Recent news indicates that Borders Group(NYSE:BGP) has filed an intent to purchase rival bookseller Barnes & Noble(NYSE:BKS) as of this past Monday. Nothing is set in stone, as of yet, but this could have some interesting and far-reaching effects on the eReader and eBook marketplace should it some to pass. Borders has been trying for some time to enter into the Kindle dominated eReader market, but buying the company currently making the second most popular eReader on sale today (sometimes estimated to hold as much as 10% of the market) would give them some real hope of making a place for themselves.
While Borders did manage to make a big splash a while back by bringing the basic, but functional, Kobo eReader to the public for just $150 at a time when popular eBook readers such as the Kindle hadn’t managed to make it below $250 yet, the prompt price matching on the parts of Amazon and B&N left it somewhat dead in the water, so to speak. They also run into the problem of having no device integrated book store to draw from, complicating the process and reducing potential income from impulse buyers and people who use their computers infrequently. Yes, there is the fact that Borders chooses to host a whole collection of eBook Readers in their stores, but none have managed to capture public attention for any length of time lately, including the Sony Reader collection. Picking up the fully grown Nook product line would turn this around completely.
This cannot really be seen as a great move in terms of business unless you look specifically at the eBook marketplace, given the state of things right now. Let’s face it, neither Borders nor Barnes & Noble are doing that well as the last remaining brick & mortar bookstores with any real nationwide presence these days. While combining the companies might result in a short-term boost in revenue, since one aspect of the competition would indeed have been eliminated, the real fights these days are between either online and physical sales environment or paper and digital books. That’s to say nothing about the fact that B&N isn’t exactly without its own troubles right now that Borders would have to address.
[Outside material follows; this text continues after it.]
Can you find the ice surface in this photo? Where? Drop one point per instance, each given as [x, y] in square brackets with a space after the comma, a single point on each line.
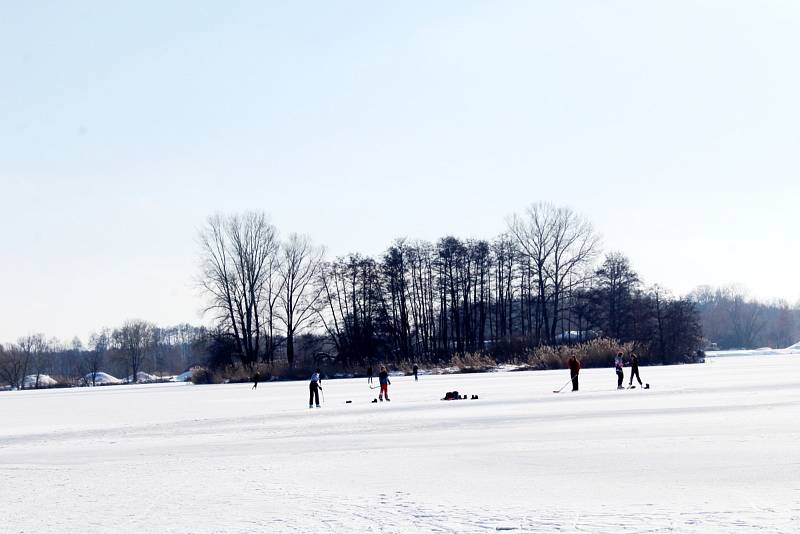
[709, 448]
[764, 351]
[102, 378]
So, if it happens, what can we hope for? It’s really rather hard to say. B&N does have a very nice eBook store set up, and I’m certain that that would see even more emphasis as time goes on, but competition is getting pretty extreme lately and newcomers like Google aren’t going to make it easy to stay near the top no matter what the state of the Barnes & Noble ownership is. I am rather hoping it doesn’t happen though, mostly because of the uncertainty of what would happen with the B&N stores. The Kindle is at the moment the superior eReader in pretty much every other way I care about, but it’s great to be able to break out the nook when I’m out shopping and have a chance to hang out there for a while since the preview feature makes for some great relaxation.